LLM Agent Performance with Hierarchical Task Decomposition

💡 Inspiration

Inspired by compiler design, we explored hierarchical task decomposition. We hypothesized that using smaller, specialized models for sub-tasks, rather than one large, expensive model, could make AI agents more cost-efficient and capable.

⚙️ What It Does

We implemented and benchmarked three distinct AI agent architectures:

Task Decomposition Tree (Primary): A novel three-phase system (decompose, verify, synthesize) that recursively breaks down complex tasks.
Tree-of-Thought Agent: A Claude Sonnet 3.5 wrapper serving as our quality baseline.
Standard Agent: An adaptive system with dynamic model selection.

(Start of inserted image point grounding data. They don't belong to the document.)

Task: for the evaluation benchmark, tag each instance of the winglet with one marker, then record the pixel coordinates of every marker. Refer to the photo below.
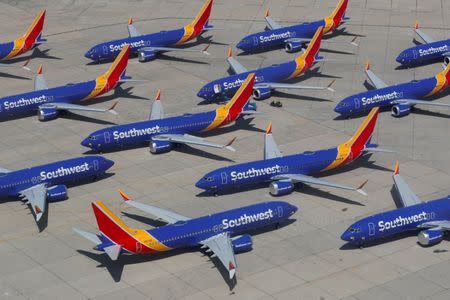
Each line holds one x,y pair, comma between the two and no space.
396,168
124,196
230,52
269,128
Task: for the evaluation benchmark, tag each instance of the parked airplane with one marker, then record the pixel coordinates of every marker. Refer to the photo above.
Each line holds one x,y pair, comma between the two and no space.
401,97
432,218
223,233
268,78
147,46
283,172
48,102
428,50
40,184
163,133
31,39
292,38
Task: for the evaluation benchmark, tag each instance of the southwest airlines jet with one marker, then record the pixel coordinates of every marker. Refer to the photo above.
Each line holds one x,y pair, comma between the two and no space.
146,46
48,102
428,50
223,234
401,98
46,183
163,133
31,39
283,172
268,78
292,38
432,218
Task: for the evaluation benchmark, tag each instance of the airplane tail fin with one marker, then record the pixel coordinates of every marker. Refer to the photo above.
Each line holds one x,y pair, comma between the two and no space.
117,69
34,32
357,143
337,16
200,22
235,106
311,53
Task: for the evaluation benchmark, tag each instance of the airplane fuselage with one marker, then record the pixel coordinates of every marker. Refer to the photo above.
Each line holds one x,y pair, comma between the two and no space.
190,233
424,52
53,174
384,97
396,221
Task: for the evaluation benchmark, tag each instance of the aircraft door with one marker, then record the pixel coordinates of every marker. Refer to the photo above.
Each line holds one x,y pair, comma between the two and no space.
357,103
224,177
371,229
107,137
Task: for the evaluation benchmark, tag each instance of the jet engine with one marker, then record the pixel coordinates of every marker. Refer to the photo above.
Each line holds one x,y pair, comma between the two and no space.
146,55
430,237
261,93
57,193
242,243
47,114
293,47
281,188
401,110
160,146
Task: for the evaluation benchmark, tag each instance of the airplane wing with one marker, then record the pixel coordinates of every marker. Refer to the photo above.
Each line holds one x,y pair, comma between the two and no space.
312,180
422,35
193,140
270,146
221,246
157,108
70,106
276,85
234,64
374,79
165,215
132,31
419,102
271,24
39,81
407,196
36,196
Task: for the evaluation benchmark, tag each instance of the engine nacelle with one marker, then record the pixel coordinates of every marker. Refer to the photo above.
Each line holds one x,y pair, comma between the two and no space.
401,110
430,237
261,93
280,188
242,243
160,146
293,47
250,106
146,55
47,114
57,193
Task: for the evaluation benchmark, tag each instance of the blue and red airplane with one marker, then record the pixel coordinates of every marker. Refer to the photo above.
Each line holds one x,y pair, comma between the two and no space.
46,183
48,102
429,50
283,172
162,134
267,78
147,46
292,38
401,98
31,39
223,234
432,218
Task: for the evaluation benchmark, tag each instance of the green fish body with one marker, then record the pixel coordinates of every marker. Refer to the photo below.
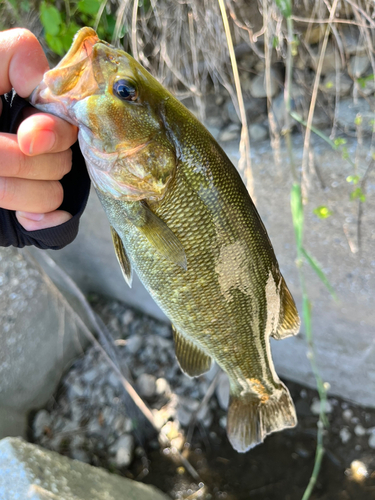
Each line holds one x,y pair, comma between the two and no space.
182,219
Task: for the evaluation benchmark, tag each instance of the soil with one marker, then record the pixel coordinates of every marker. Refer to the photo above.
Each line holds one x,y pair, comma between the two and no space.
280,468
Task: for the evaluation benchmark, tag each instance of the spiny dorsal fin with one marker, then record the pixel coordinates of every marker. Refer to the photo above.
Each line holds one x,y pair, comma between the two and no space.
158,234
192,360
289,321
122,258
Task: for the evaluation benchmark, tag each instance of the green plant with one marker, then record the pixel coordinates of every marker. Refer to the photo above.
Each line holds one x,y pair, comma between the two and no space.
60,26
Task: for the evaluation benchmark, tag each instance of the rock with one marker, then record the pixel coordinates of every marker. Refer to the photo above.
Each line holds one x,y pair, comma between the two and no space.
359,430
358,65
230,133
124,450
258,132
348,111
41,423
133,343
258,84
333,83
146,384
38,338
222,390
316,406
28,471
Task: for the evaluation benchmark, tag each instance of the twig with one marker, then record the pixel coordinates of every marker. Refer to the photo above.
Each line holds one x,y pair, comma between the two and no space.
245,159
164,441
306,144
134,30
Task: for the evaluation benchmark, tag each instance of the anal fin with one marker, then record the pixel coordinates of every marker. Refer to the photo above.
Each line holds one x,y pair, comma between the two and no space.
122,258
192,360
289,321
251,419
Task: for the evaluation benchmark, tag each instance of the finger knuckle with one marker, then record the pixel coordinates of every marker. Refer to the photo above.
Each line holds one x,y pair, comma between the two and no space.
6,192
56,195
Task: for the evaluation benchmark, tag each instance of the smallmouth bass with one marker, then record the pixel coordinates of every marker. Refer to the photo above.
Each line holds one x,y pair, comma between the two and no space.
181,218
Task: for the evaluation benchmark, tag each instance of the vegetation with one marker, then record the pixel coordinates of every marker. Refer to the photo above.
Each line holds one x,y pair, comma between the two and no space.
204,63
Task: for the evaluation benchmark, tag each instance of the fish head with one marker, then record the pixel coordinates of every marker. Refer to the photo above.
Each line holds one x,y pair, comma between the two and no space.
118,107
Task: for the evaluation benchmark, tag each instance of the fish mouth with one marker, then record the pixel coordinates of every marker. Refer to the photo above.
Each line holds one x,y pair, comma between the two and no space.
72,79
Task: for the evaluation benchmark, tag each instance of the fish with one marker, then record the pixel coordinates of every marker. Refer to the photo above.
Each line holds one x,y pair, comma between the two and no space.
183,220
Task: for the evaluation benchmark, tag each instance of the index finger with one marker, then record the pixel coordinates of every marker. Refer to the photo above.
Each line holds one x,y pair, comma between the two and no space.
22,62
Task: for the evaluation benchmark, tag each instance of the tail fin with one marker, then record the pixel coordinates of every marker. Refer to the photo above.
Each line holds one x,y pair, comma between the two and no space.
250,420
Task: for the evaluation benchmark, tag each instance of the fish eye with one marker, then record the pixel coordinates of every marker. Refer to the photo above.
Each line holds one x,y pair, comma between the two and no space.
125,90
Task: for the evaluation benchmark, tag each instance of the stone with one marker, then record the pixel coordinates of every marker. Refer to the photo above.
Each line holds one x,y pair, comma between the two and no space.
28,471
359,430
146,385
258,132
39,338
124,450
333,83
258,84
358,65
41,422
222,390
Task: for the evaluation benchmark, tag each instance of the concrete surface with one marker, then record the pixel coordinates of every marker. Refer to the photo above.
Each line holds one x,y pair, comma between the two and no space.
28,471
344,331
38,341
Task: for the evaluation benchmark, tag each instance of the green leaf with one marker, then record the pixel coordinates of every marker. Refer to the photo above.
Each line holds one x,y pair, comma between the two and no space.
297,213
354,179
358,193
316,267
285,7
55,43
339,141
50,18
89,7
68,34
322,212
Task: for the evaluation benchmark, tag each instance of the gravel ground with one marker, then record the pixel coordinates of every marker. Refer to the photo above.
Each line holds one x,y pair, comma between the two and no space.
88,420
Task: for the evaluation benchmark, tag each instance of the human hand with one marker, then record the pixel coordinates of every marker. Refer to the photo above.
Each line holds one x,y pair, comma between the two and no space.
33,161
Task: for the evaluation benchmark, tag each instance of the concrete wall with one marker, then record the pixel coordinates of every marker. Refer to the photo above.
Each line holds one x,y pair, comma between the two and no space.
344,331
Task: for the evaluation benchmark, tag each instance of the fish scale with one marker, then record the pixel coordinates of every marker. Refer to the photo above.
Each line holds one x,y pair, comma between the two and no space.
182,219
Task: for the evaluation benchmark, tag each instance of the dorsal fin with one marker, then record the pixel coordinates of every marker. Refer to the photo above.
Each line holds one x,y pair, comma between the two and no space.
122,258
192,360
289,321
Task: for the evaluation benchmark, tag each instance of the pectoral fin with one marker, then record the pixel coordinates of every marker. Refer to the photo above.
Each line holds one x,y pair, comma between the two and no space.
122,258
289,322
192,360
158,234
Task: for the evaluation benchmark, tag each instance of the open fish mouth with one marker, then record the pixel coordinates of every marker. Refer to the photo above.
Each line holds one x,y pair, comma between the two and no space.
73,75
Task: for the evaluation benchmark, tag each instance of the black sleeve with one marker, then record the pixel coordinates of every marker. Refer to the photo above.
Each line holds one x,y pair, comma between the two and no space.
76,186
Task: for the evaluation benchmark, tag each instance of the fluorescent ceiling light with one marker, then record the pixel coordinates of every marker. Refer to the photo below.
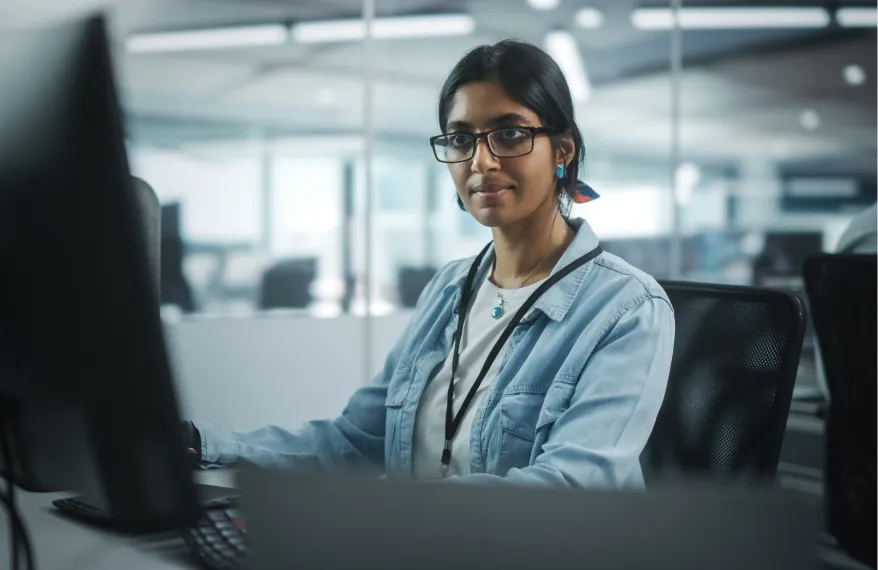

All three were evaluated on 75 standardized benchmarks (3 difficulty levels), measuring success rate, time, and cost using LLM-based semantic verification.

🛠️ How We Built It

Framework: Built on Strands AI Agent Framework and AWS Bedrock (using Claude 3.5 Sonnet, Claude 3 Haiku, and Amazon Nova Lite).
Key Design: We used small language models (SLMs) for specialized roles—similar to a microservices architecture.
Core Architecture (Task Decomposition Tree):
- Decomposer (Haiku): Recursively breaks tasks into sub-tasks.
- Verifier (Haiku): Validates decomposition quality.
- Solver (Nova Lite): Executes atomic leaf tasks.
- Synthesizer (Nova Lite): Merges results.
Evaluation: We built a comprehensive benchmark system with 75 prompts and an LLM-based verification API (using Claude Sonnet) for accurate, non-exact-match answer checking.

🚧 Challenges We Ran Into

Debugging framework-specific type handling for agent results.
Preventing infinite recursion during decomposition (solved with a max-depth limit).
A sequential execution bottleneck (leaf nodes don't yet run in parallel).
Accurately estimating costs across different models and pricing structures.
Implementing a complex LLM-based "judge" for semantic answer verification.

🏆 Accomplishments

✅ Novel Architecture: Successfully implemented a production-ready hierarchical task decomposition system inspired by compiler design.
✅ Cost Optimization: Architected the system to be 40-60% cheaper than the pure Claude Sonnet baseline by strategically using SLMs.
✅ Comprehensive Benchmarking: Built a complete evaluation framework with 75 prompts, LLM verification, and automated metrics tracking.
✅ Production Quality: Implemented proper error handling, security, extensive documentation (~10,000 words), and test coverage.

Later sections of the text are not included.